The right-hand side of the well known equation:

$$\displaystyle \pi^\frac{-s}{2}\,\Gamma\left(\frac{s}{2}\right)\, \zeta(s) =\int_1^{\infty} \left({x}^{\frac{s}{2}} + {x}^{\frac{1-s}{2}}\right)\,\frac{\psi(x)}{x} \text{d}x - \frac{1}{s\,(1-s)}$$

with $\displaystyle \psi(x)=\sum_{n=1}^{\infty}e^{-\pi\,n^2\,x}$, can be decomposed as $A(s)+A(1-s)$ when:

$$A(s):=\int_1^{\infty} \frac{{x}^{\frac{s}{2}} \,\psi(x)}{x} \text{d}x - \frac{1}{s}$$

Note that $A(s)=\overline{A(\overline{s})}$ and the reflection formula is $A(s)=\pi^\frac{-s}{2}\,\Gamma\left(\frac{s}{2}\right)\, \zeta(s)-A(1-s)$. This implies that when $s=\rho$, it follows that $A(\rho)=-A(1-\rho)$.

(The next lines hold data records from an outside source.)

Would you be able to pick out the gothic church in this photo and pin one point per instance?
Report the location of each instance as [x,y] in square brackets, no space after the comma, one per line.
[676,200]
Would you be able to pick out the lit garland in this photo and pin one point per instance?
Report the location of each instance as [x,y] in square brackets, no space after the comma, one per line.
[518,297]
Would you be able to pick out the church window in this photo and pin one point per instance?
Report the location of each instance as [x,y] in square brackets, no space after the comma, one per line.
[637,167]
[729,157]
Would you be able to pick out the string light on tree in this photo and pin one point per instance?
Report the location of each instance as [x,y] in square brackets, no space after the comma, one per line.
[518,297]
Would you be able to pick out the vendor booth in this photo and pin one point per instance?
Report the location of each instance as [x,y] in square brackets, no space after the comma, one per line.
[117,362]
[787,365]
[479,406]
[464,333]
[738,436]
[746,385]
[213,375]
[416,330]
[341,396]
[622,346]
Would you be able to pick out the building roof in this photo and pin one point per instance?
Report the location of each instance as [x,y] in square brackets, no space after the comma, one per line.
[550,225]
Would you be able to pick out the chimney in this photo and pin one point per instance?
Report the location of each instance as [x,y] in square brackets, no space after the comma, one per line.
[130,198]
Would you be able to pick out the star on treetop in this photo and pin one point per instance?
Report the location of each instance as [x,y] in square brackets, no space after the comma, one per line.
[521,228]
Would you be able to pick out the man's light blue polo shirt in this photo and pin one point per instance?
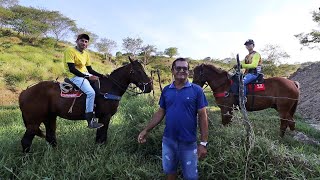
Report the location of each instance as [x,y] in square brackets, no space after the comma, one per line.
[181,106]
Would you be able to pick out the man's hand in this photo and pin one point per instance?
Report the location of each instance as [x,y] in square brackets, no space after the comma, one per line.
[93,78]
[202,152]
[142,136]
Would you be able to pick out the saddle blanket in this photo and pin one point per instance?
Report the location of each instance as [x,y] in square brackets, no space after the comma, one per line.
[71,94]
[256,87]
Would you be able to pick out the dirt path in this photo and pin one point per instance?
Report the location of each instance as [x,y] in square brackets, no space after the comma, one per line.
[309,103]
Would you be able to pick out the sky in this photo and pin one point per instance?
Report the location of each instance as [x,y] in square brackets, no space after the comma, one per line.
[199,29]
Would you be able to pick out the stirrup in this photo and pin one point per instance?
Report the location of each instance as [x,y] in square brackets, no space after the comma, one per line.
[94,124]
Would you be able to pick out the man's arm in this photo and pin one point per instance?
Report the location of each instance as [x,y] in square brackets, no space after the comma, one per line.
[75,71]
[203,124]
[156,119]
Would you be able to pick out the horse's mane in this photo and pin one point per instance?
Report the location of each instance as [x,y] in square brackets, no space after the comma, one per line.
[118,69]
[213,68]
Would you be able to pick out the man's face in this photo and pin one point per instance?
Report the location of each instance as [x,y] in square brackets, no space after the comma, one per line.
[249,47]
[82,44]
[180,70]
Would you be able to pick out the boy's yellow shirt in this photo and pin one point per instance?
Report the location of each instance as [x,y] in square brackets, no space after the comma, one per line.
[80,60]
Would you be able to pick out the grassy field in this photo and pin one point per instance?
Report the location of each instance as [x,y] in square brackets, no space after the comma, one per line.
[78,157]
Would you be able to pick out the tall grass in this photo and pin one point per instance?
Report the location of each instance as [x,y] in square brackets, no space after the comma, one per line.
[78,157]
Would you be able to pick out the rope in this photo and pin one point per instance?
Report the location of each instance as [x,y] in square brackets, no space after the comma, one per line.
[74,100]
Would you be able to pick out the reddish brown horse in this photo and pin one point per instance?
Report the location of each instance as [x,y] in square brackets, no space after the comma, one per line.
[42,103]
[280,93]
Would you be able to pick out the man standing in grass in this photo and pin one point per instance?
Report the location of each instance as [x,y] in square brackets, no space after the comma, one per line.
[180,103]
[78,67]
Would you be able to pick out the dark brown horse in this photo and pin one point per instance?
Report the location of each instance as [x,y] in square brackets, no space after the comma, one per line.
[280,93]
[42,103]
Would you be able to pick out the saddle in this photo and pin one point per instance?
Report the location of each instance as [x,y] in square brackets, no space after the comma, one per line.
[69,90]
[256,85]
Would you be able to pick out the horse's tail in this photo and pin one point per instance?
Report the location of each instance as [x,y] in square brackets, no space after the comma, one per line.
[40,133]
[297,84]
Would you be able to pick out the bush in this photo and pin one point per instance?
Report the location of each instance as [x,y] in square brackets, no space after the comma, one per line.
[47,42]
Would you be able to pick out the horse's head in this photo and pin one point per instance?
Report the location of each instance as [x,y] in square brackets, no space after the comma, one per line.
[214,76]
[139,77]
[198,75]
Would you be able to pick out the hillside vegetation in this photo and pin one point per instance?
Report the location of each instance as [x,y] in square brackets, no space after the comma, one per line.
[78,157]
[23,63]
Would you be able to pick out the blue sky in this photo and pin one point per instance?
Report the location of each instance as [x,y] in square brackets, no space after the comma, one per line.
[198,29]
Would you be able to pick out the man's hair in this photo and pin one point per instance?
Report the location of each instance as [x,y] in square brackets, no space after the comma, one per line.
[179,59]
[83,36]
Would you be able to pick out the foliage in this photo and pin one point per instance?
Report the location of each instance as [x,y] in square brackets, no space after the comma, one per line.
[60,25]
[29,21]
[131,45]
[312,38]
[146,52]
[105,46]
[273,54]
[78,157]
[171,51]
[8,3]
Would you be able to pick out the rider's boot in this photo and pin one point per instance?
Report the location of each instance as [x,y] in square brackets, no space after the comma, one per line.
[92,124]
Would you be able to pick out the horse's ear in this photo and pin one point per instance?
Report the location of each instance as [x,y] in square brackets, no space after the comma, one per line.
[131,60]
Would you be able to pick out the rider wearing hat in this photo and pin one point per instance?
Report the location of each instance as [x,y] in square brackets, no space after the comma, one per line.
[251,64]
[78,67]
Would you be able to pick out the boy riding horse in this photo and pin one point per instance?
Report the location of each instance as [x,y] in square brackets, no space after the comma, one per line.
[78,67]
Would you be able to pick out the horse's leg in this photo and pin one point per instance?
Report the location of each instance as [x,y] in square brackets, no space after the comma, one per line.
[102,133]
[226,115]
[283,123]
[26,140]
[32,129]
[50,124]
[292,123]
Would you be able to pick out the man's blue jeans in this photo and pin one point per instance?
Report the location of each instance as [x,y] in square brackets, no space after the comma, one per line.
[85,86]
[247,79]
[175,152]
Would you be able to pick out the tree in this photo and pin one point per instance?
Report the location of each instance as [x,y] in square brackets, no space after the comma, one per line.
[5,15]
[60,25]
[105,46]
[131,45]
[312,38]
[273,53]
[29,21]
[146,53]
[272,56]
[171,51]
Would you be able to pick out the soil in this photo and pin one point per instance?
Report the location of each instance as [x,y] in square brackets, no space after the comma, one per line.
[309,103]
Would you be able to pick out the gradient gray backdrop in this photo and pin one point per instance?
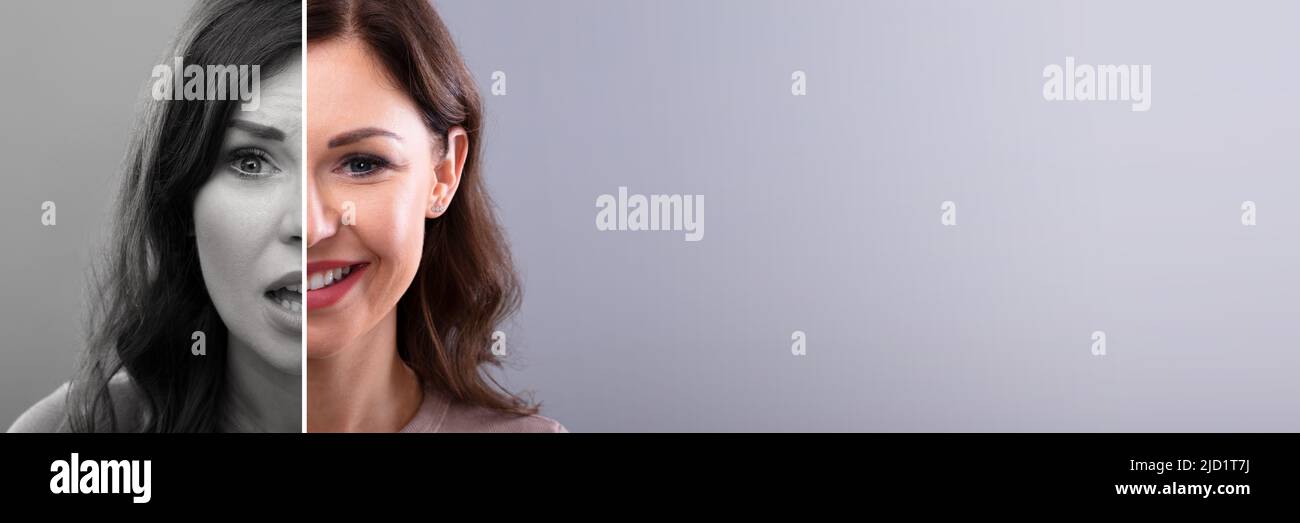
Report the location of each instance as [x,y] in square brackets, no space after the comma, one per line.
[73,74]
[822,212]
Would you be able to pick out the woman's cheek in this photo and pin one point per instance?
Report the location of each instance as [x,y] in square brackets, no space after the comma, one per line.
[225,233]
[397,233]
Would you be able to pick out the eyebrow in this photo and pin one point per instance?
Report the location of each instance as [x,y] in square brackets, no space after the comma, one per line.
[359,134]
[259,130]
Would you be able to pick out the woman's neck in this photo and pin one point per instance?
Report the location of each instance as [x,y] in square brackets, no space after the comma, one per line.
[364,387]
[258,396]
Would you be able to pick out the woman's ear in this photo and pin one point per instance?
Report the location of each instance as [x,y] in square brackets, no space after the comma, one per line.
[447,172]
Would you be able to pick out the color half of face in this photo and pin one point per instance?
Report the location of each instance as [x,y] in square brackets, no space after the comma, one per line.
[247,224]
[371,169]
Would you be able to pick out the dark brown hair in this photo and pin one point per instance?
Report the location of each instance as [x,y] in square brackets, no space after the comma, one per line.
[150,295]
[466,284]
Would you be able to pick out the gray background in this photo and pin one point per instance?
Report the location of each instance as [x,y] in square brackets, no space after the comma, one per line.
[73,74]
[822,212]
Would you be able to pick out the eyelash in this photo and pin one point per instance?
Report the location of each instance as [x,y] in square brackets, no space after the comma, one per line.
[377,165]
[243,154]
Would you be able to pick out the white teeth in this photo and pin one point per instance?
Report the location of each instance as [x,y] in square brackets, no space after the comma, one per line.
[325,279]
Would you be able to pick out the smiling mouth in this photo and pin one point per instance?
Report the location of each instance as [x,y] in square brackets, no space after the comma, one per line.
[287,297]
[324,279]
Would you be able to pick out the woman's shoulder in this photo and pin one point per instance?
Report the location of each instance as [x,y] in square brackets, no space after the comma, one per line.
[464,418]
[51,413]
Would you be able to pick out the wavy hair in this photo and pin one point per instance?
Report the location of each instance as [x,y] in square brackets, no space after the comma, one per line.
[150,293]
[466,284]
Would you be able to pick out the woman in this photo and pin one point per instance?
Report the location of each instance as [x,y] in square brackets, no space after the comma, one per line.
[408,272]
[196,325]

$A(s)$ also has complex roots, that seem to increase quite regularly (truncated at 3 decimals):

$15.809\pm11.848\,i, 19.574\pm19.240\,i, 22.660\pm25.536\,i, 25.364\pm31.263\,i, 27.815\pm36.621\,i, 30.083\pm41.713\,i, 32.210\pm46.600\,i, 34.224\pm51.322\,i, 36.145\pm55.907\,i, 37.988\pm60.377\,i, 39.763\pm64.742\,i, 41.480\pm69.027\,i, 43.145\pm73.230\,i, 44.766+77.552\,i, 46.375\pm81.286\,i, 47.511\pm84.415\,i,\dots $

Note that since these zeros seem to grow increasingly further away from the critical strip, it follows from the reflection formula above ($\rho$'s exist only in the strip) that $A(s) \ne A(1-s)$ at these zeros.

Question:

Is anything known about these zeros? Have these been studied before?